Un 4 juillet en Amérique.

Avec ou sans confitures, les rôties du matin goûtent le métal. Sans cheveux, les papilles ferreuses, me voici, ex-princesse mutante, Lady Hickory, Dame de Fer-Blanc, dépossédée du bon usage de ma dépouille ô combien mortelle. Ligotée, armurée, projetée à mon corps défendant au pays d’OZ, moi qui ai toujours détesté les magiciens, d’OZ ou d’ailleurs, les balades en forêt, et par-dessus-tout ce film affreux, qui me glaçait, petite.

Ce Seule dans la forêt de mes dix ans, m’y revoici à quarante-huit, terrifiée non pas d’être seule, mais de l’être dans la forêt.

Définition de ce lieu oppressant dans mon Petit Robert psychique:

Forêt : Labyrinthe humide sans panneau lumineux affichant EXIT, foisonnant de personnages hideux, de lions sans couilles et de têtes de linottes empaillées. Lieu sans porte ni fenêtre, doté d’un plafond bas et d’un plancher visqueux. Tout y revêt une couleur vert de gris. On y entend les corbeaux sans les voir, cachés qu’ils sont par des tentacules branchues, lesquelles se dressent sur notre chemin exprès pour nous crever les yeux. Synonymes : trappe, piège, cage, enfer.

Le bois, en comparaison, constitue un lieu acceptable, voire agréable. Juste assez d’oxygène, juste assez de lumière. De plus petite superficie, il laisse entrevoir une issue, une éclaircie, un plan d’eau, un morceau de ciel, un brin d’horizon. Entre les feuilles s’immiscent un, deux, trois rayons de soleil, puits de lumière où le regard se fraye un chemin joyeux. Hospitalier, le boisé vous accueille sans vous engloutir, la porte demeure visible et entrouverte. Faune et flore se laissent admirer sans se jeter à votre figure. Le bois est un être civilisé.

Puisque, au quinzième jour post-première-chimio, mes tartines goûtent le métal, puisque le café soulève des raz-de-marées gastriques, replions le journal du matin dont les lignes sautillent de toute façon.

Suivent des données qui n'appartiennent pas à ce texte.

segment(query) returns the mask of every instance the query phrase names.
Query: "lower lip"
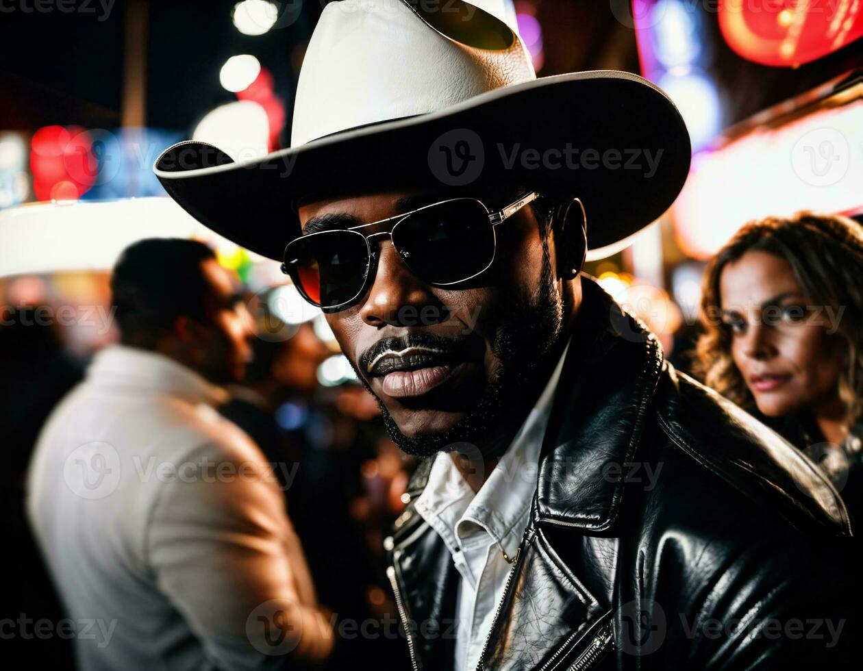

Petit moment patate de sofa, réfugiée en boule dans la doudouillette. Sous le coussin, ma main tombe sur un minuscule sac aux couleurs criardes de poncho chilien, cadeau de soeurette Pensée magique. Poupées d’inquiétude, poupées d’inquiétude, à l’aide, à moi!

Elles apparaissent illico, dans leurs robes effilochées, et enfouissent ma peur et mes nausées sous leurs crinolines magiques. La sorcière chimio lâche un grand cri, mord la poussière, et disparaît dans sa forêt glauque.

Elle reviendra, mais bénie soit la trève.

Et hop, je m’arrache de la doudouillette et enfile ma tenue d’athlète de chez Winneuse.

Au miroir, en passant : «Attache ta perruque, Iron woman, c’est l’heure du jogging. À défaut de papilles et d’estomac, tu disposes encore de jambes et de poumons valides.»